Montréal dancing master Frank H. Norman was last seen on Kickery when I discussed his description of the Rag-Time Crawl, from his Complete Dance Instructor (Ottawa, 1914). The Rocker Hesitation, or Rocker Hesitation Waltz, is another easy sequence dance attributed to Norman and taken from the pages of The Two Step, a journal of "Dancing, Acting and Music" that in 1919 was based in Buffalo, New York, and edited by Layton Walker, whose delightful cotillion (German) figures have featured on Kickery several times. The associate editors were a Who's Who list of American dancing masters with a few international names, including many well-known to dance historians today from their surviving works: F. Leslie Clendenen, Albert W. Newman, Jacob Mahler, Charles d'Albert, George Washington Lopp, Oscar Duryea, and Norman himself.

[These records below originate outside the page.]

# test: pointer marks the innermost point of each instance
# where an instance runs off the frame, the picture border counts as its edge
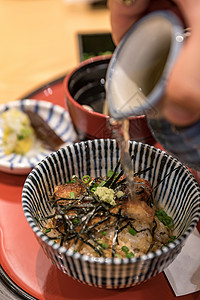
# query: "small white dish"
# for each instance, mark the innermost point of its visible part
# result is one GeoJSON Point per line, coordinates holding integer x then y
{"type": "Point", "coordinates": [56, 117]}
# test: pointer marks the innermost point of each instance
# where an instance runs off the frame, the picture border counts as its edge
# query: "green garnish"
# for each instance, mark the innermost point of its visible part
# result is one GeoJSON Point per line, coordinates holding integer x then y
{"type": "Point", "coordinates": [86, 178]}
{"type": "Point", "coordinates": [132, 231]}
{"type": "Point", "coordinates": [102, 183]}
{"type": "Point", "coordinates": [75, 221]}
{"type": "Point", "coordinates": [73, 180]}
{"type": "Point", "coordinates": [172, 238]}
{"type": "Point", "coordinates": [164, 218]}
{"type": "Point", "coordinates": [125, 249]}
{"type": "Point", "coordinates": [129, 255]}
{"type": "Point", "coordinates": [72, 195]}
{"type": "Point", "coordinates": [104, 245]}
{"type": "Point", "coordinates": [110, 173]}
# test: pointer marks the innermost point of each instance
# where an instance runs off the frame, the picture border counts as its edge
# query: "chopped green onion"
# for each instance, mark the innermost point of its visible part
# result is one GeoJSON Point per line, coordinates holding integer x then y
{"type": "Point", "coordinates": [72, 195]}
{"type": "Point", "coordinates": [110, 173]}
{"type": "Point", "coordinates": [86, 178]}
{"type": "Point", "coordinates": [104, 245]}
{"type": "Point", "coordinates": [125, 249]}
{"type": "Point", "coordinates": [132, 231]}
{"type": "Point", "coordinates": [164, 218]}
{"type": "Point", "coordinates": [172, 238]}
{"type": "Point", "coordinates": [102, 183]}
{"type": "Point", "coordinates": [73, 180]}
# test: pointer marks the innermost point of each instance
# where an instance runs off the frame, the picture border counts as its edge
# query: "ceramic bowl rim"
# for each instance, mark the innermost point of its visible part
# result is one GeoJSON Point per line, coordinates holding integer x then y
{"type": "Point", "coordinates": [116, 261]}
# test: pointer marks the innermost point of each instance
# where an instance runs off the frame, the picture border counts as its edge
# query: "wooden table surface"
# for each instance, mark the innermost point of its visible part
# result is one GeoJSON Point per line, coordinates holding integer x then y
{"type": "Point", "coordinates": [39, 44]}
{"type": "Point", "coordinates": [39, 41]}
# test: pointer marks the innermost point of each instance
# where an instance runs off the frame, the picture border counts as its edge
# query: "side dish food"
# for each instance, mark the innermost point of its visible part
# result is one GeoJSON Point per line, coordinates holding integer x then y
{"type": "Point", "coordinates": [97, 217]}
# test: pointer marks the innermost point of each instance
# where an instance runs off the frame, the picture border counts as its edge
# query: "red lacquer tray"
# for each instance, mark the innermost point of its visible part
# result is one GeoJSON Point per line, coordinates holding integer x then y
{"type": "Point", "coordinates": [25, 267]}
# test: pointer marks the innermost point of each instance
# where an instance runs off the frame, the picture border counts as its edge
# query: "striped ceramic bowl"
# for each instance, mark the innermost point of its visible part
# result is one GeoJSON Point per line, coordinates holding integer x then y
{"type": "Point", "coordinates": [178, 194]}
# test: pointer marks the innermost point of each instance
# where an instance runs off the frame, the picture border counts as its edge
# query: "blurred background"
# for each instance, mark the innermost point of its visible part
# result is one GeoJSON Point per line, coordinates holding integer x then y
{"type": "Point", "coordinates": [42, 40]}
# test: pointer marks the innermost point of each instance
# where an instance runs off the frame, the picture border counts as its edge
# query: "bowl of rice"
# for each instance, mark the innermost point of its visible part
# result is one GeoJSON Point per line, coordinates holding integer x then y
{"type": "Point", "coordinates": [78, 205]}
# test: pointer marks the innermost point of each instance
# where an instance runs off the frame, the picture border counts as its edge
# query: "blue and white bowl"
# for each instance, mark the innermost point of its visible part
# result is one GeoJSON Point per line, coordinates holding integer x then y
{"type": "Point", "coordinates": [178, 194]}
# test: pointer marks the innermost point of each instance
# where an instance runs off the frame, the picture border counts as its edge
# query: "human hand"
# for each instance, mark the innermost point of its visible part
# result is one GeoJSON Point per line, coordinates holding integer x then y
{"type": "Point", "coordinates": [181, 102]}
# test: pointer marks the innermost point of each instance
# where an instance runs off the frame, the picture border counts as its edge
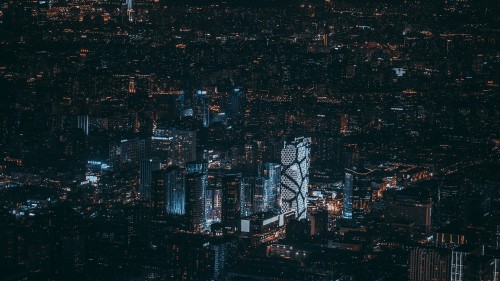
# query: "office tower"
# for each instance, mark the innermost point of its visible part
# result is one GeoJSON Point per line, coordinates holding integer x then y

The Rocker Hesitation was published in Volume XXIX, No. 6, of The Two Step, dated September 1919. That year, the dancing masters were still struggling with the aftermath of the first World War and the musical and terpsichorean innovations of "jazzification" and the "shimmy" vs. the more respectable waltz, one-step, and foxtrot. Among the interesting tidbits in the pages of The Two Step that year were that the waltz was coming back at the "slow" tempo of 48 bars (144 beats) per minute, which gives you some idea of how fast they were dancing it before the war!
In a conveniently self-serving column in the October issue (in which the Rocker Hesitation Waltz instructions were reprinted) Norman stated, while discussing the rebound of dancing after the war, that
...as we are always craving for [sic] something new, England sends us a very pretty and easy new dance, one that will, no doubt, figure on all the programs this season. It is called the Rocker Hesitation and is an offshoot or a rebound from a dance of somewhat similar name that proved too difficult for the average dancer to master with grace.
He doesn't go into details about the antecedent dance, but a plain "Rocker", attributed to Oscar Duryea, appears on other "latest dances" lists that year and might be the basis for the hesitation version.
It was noted in the November issue that Professor Norman demonstrated the Rocker Hesitation with a Mrs. S. Wyness for the visiting Prince of Wales at the Grand Army Dance on October 30, 1919 (one of two balls the Prince attended that evening) and that the Prince remarked that it was "a dainty and pretty dance."